The Raven

Critic rating:

Once upon a movie dreary
By John DeFore
Friday, Apr. 27, 2012

See the right promotional photo of John Cusack playing Edgar Allan Poe in "The Raven," and it briefly looks like a good idea: The high forehead, the shadowed eyes - even with Poe's moustache transformed into a more 2012-fashionable goatee, there's enough of a resemblance to tantalize. If Hollywood's going to turn the author who invented detective fiction into a crime fighter himself, perhaps this is our guy.

But then Edgar Allan Poe walks into a bar and starts talking, and we immediately understand why Cusack is not known for playing men who lived before 1984.

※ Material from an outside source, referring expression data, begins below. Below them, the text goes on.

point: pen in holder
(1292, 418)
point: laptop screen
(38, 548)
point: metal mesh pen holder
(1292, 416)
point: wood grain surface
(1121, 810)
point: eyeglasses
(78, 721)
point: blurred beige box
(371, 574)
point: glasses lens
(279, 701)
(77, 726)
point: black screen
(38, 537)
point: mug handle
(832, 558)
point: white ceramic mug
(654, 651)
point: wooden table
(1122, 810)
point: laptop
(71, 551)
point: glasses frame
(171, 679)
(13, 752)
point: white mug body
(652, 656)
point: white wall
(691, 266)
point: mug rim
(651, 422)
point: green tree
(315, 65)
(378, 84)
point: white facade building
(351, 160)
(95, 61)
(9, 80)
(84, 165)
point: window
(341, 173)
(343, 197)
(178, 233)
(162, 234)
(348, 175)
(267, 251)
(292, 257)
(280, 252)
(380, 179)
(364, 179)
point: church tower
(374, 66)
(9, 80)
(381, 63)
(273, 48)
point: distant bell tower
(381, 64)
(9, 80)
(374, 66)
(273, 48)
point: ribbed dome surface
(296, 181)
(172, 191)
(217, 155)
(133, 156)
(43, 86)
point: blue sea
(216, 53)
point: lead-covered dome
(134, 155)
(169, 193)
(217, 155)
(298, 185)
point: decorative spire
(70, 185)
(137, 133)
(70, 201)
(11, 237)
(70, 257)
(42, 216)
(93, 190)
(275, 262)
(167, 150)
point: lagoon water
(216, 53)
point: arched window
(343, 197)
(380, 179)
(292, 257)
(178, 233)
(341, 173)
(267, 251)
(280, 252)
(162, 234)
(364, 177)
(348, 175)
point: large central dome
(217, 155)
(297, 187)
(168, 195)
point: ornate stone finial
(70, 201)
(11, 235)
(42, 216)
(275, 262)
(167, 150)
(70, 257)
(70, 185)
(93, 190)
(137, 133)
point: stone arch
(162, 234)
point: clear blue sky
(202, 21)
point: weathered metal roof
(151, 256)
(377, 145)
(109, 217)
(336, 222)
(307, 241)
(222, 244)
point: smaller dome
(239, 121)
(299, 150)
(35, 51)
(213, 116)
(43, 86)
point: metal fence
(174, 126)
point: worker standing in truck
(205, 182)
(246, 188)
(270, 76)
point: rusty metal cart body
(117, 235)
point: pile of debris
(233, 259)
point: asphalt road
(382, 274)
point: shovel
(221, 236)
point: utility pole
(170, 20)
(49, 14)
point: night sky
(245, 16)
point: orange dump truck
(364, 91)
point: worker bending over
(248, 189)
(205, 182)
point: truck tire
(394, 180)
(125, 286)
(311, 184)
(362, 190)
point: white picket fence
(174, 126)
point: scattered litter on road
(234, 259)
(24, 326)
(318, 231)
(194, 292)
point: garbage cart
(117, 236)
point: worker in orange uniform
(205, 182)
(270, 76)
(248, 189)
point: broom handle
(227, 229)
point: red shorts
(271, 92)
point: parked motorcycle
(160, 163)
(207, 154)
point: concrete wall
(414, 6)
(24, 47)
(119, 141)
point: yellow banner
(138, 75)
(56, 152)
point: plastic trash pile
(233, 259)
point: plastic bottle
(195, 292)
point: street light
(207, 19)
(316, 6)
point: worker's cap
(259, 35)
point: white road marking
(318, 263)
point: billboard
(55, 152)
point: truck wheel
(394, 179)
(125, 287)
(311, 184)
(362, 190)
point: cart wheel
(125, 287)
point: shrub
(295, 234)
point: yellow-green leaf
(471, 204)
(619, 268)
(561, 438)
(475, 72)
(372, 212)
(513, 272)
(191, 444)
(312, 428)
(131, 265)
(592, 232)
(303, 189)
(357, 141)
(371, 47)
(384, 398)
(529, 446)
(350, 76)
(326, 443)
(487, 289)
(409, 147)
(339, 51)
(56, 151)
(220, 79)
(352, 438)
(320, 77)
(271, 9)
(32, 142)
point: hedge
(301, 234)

Nothing in the actor's cadence or attitude suggests he has changed much to blend in with the story's 1849 setting. But it isn't as if the movie's screenplay, by scribes Ben Livingston and Hannah Shakespeare, gives him any help: Its unconvincing dialogue makes little attempt to capture Poe's idiom, something that would seem obligatory given Poe's Gothic legacy. Like the recent Sherlock Holmes films, "The Raven" seems content to steal a famous figure's name and leave any stabs at authenticity to the set and costume designers.

The movie's conceit takes a tidbit of biographical fact - Poe died under mysterious conditions, having been found on the streets in a state of delirium - and spins an action-film fantasy to fit it. Here, the booze-weakened author helps hunt a serial killer he himself has inspired.

After some grisly killings whose details come straight from Poe's fiction, Baltimore detective Emmett Fields (Luke Evans) goes to the author for help. Soon the killer is taunting Poe directly, leaving clues for him at crime scenes and kidnapping the wealthy woman (Alice Eve) he hopes to marry. Although the trappings of each crime refer to Poe's literature - a surprisingly graphic disembowelment-via-pendulum, for instance - "The Raven" owes far more to such contemporary serial-killer films as "Seven." Viewers might find some novelty in trying to predict how "The Tell-Tale Heart" or "The Premature Burial" will work their way into the proceedings, but imaginative ties to those classics are scarce here.

Director James McTeigue was much more successful capturing graphic novelist Alan Moore's mood in "V for Vendetta" than he is conjuring the bone-chilling suspense of Poe. But viewed as simply another Hollywood thriller, "The Raven" builds up a decent head of steam as time runs out for our hero's imperiled fiancee.

All the while, the bleary-eyed Poe is forced to write an ongoing chronicle of the investigation by the killer, a fan who threatens more bloodshed if the stories don't live up to the author's inimitable classics. Here's hoping, for the filmmakers' sake, that none of Poe's contemporary fans are as murderously discriminating.

Contains violence and surprisingly graphic gore.